Monday, November 7, 2011

Looted painting fetches $40 million

From Montreal Gazette: Looted painting fetches $40 million
A prized landscape by painter Gustav Klimt that was stolen by the Nazis, then returned this year to the Montreal heir of its rightful owner, sold for $40.4 million on Wednesday (Nov 3, 2011) at Sotheby's auction house in New York.

Georges Jorisch, 83, of Montreal is the only surviving relative of Amalie Redlich, who owned the painting Litzlberg am Attersee (Litzlberg on the Attersee) before it was stolen in the Second World War. The Austrian government and officials of the museum where the painting was previously displayed said in April a portion of the money earned in the sale would go to Jorisch.

The painting depicts a pastoral scene of towering, wooded hills rising from water into a bright sky. It was stolen after the German annexation of Austria in 1938 and only returned this spring to Jorisch.

Art experts determined there was no doubt it was part of a collection belonging to Redlich that was looted by the Nazis during the Second World War.

Redlich and her daughter, Mathilde, were deported to Lodz, Poland, in 1941 and presumed executed. Mathilde's husband and son, Georges, had fled Vienna in 1938. When they returned after the war, all of Redlich's paintings were gone.

The painting was purchased by an art collector in Salzburg; it was later traded to the Salzburg state gallery, and in 1952 joined the inventory of the Salzburg Modern Art Museum.

This is the second time Jorisch and his legal team have successfully reclaimed a painting by Klimt.

In 2010, the Church of Cassone-Landscape with Cypresses was sold at Sotheby's for $45.4 million.
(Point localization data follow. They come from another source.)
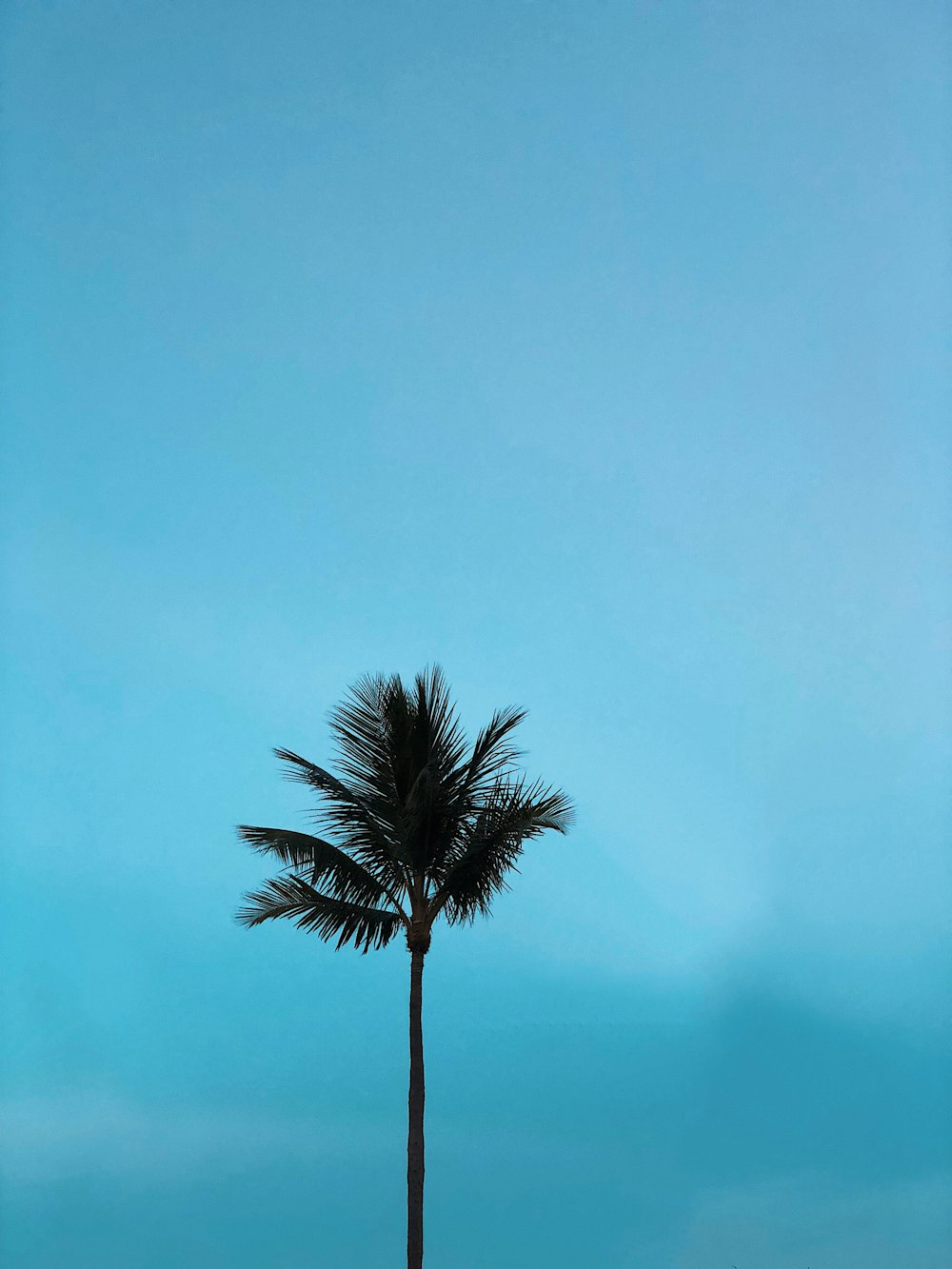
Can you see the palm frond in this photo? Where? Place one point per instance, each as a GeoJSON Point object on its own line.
{"type": "Point", "coordinates": [494, 754]}
{"type": "Point", "coordinates": [512, 815]}
{"type": "Point", "coordinates": [364, 823]}
{"type": "Point", "coordinates": [322, 914]}
{"type": "Point", "coordinates": [322, 862]}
That painting was also part of his grandmother's pilfered collection.

The painting resurfaced in 1962, loaned out for an exhibit celebrating the 100th anniversary of Klimt's birth.

Jorisch split an undisclosed portion of the proceeds of the auction with the collector who owned the painting at the time.

Under a 1998 restitution law in Austria, the country has returned 10,000 Nazi-stolen paintings to the descendants of their former owners.

The estate of another Montrealer, Max Stern, owner of the Dominion Gallery, has also been successful in recovering stolen art.

Stern owned a gallery in Dusseldorf and fled because of anti-Semitism in 1937.